DPKS can be install via pip:

pip install dpks

Overview

DPKS is a comprehensive python library for statistical analysis and explainable machine learning for omics data. DPKS allows for easily configurable and reproducible analysis pipelines that will simplify workflows and allow for exploration. Additionally, it exposes advances explainable machine learning techniques with a simple API allowing them to be used by non-machine learning practicioners in the field.

An overview of DPKS and some of its main functionality.
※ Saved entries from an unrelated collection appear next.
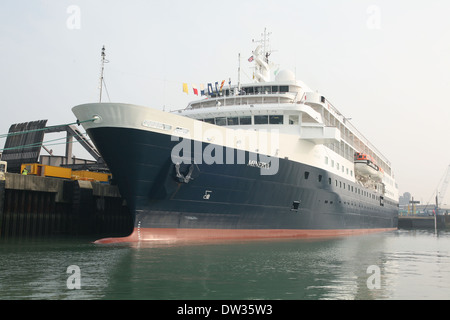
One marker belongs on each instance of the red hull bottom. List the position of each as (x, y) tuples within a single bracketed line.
[(162, 234)]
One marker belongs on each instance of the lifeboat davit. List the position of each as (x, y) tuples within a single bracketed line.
[(366, 167)]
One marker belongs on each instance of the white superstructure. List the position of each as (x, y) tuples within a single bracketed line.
[(311, 130)]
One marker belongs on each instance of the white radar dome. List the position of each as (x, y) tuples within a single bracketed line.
[(285, 75)]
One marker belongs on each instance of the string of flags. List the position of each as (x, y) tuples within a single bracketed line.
[(211, 89)]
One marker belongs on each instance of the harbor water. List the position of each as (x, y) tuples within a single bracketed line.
[(403, 264)]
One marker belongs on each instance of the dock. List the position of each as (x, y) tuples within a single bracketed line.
[(423, 222), (37, 206)]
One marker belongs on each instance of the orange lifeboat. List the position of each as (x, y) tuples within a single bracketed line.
[(365, 165)]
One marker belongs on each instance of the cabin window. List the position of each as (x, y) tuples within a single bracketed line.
[(261, 119), (245, 120), (293, 119), (222, 121), (276, 119), (233, 121)]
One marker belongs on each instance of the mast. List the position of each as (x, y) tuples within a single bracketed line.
[(101, 74), (239, 73), (261, 57)]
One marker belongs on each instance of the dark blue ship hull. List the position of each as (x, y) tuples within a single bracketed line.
[(198, 200)]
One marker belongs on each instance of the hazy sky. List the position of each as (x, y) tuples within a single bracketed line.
[(385, 64)]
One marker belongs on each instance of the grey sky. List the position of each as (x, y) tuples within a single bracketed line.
[(385, 64)]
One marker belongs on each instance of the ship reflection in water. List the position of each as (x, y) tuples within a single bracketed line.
[(393, 265)]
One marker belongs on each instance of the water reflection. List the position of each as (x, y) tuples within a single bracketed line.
[(411, 264)]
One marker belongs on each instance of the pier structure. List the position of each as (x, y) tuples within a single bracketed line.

From the abstract from our preprint:

The application of machine learning algorithms to facilitate the understanding of changes in proteome states has emerged as a promising methodology in proteomics research. Unfortunately, these methods can prove difficult to interpret, as it may not be immediately obvious how models reach their predictions. We present the data processing kitchen sink (DPKS) which provides reproducible access to classic statistical methods and advanced explainable machine learning algorithms to build highly accurate and fully interpretable predictive models. In DPKS, explainable machine learning methods are used to calculate the importance of each protein towards the prediction of a model for a particular proteome state. The calculated importance of each protein can enable the identification of proteins that drive phenotypic change in a data-driven manner while classic techniques rely on arbitrary cutoffs that may exclude important features from consideration. DPKS is a free and open source Python package available at https://github.com/InfectionMedicineProteomics/DPKS. 1

Example

DPKS leverages method chaining, allowing for easily customizable pipelines to be created with minimal lines of code. Below is an example of how an analysis might be conducted by combining normalization, protein quantification, differential abundance analysis, explainable machine learning, and pathway enrichment analysis utilizing using DPKS.

import xgboost
from dpks.quant_matrix import QuantMatrix

quant_data = "quant_data.tsv"
design_matrix = "design_matrix.tsv"

clf = xgboost.XGBClassifier(
    max_depth=2,
    reg_lambda=2,
    objective="binary:logistic",
    seed=42
)

qm = (
    QuantMatrix(
        quantification_file=quant_data,
        design_matrix_file=design_matrix
    )
    .filter()
    .normalize(
        method="mean",
        use_rt_sliding_window_filter=True
    )
    .quantify(
        method="maxlfq",
        threads=10,
        top_n=5
    )
    .compare(
        method="linregress",
        min_samples_per_group=2,
        comparisons=[(2, 1), (3, 1)]
    )
    .explain(
        clf,
        comparisons=[(2, 1), (3, 1)],
        n_iterations=100,
        downsample_background=True
    )
    .annotate()
)

enr = qm.enrich(
    method="overreptest",
    libraries=['GO_Biological_Process_2023', 'KEGG_2021_Human', 'Reactome_2022'],
    filter_shap=True
)

Here, we parse in the quantitative data and a design matrix, filter out contaminants and precursors below a 1% FDR threshold, normalize the data using the mean of a retention time sliding window filter, quantify proteins using relative quantification, perform differential abundance analysis using linear regression between 2 different groups of comparisons, explain those comparisons using explainable machine learning with 100 iterations of a downsampled bootstrap interpreter, and then annotate the uniprot IDs with their corresponding gene names. Finally, we take the output from the above analysis and perform pathway enrichment overrepresentation statistical tests using 3 different pathway databases on only proteins considered important during classification from the explain step.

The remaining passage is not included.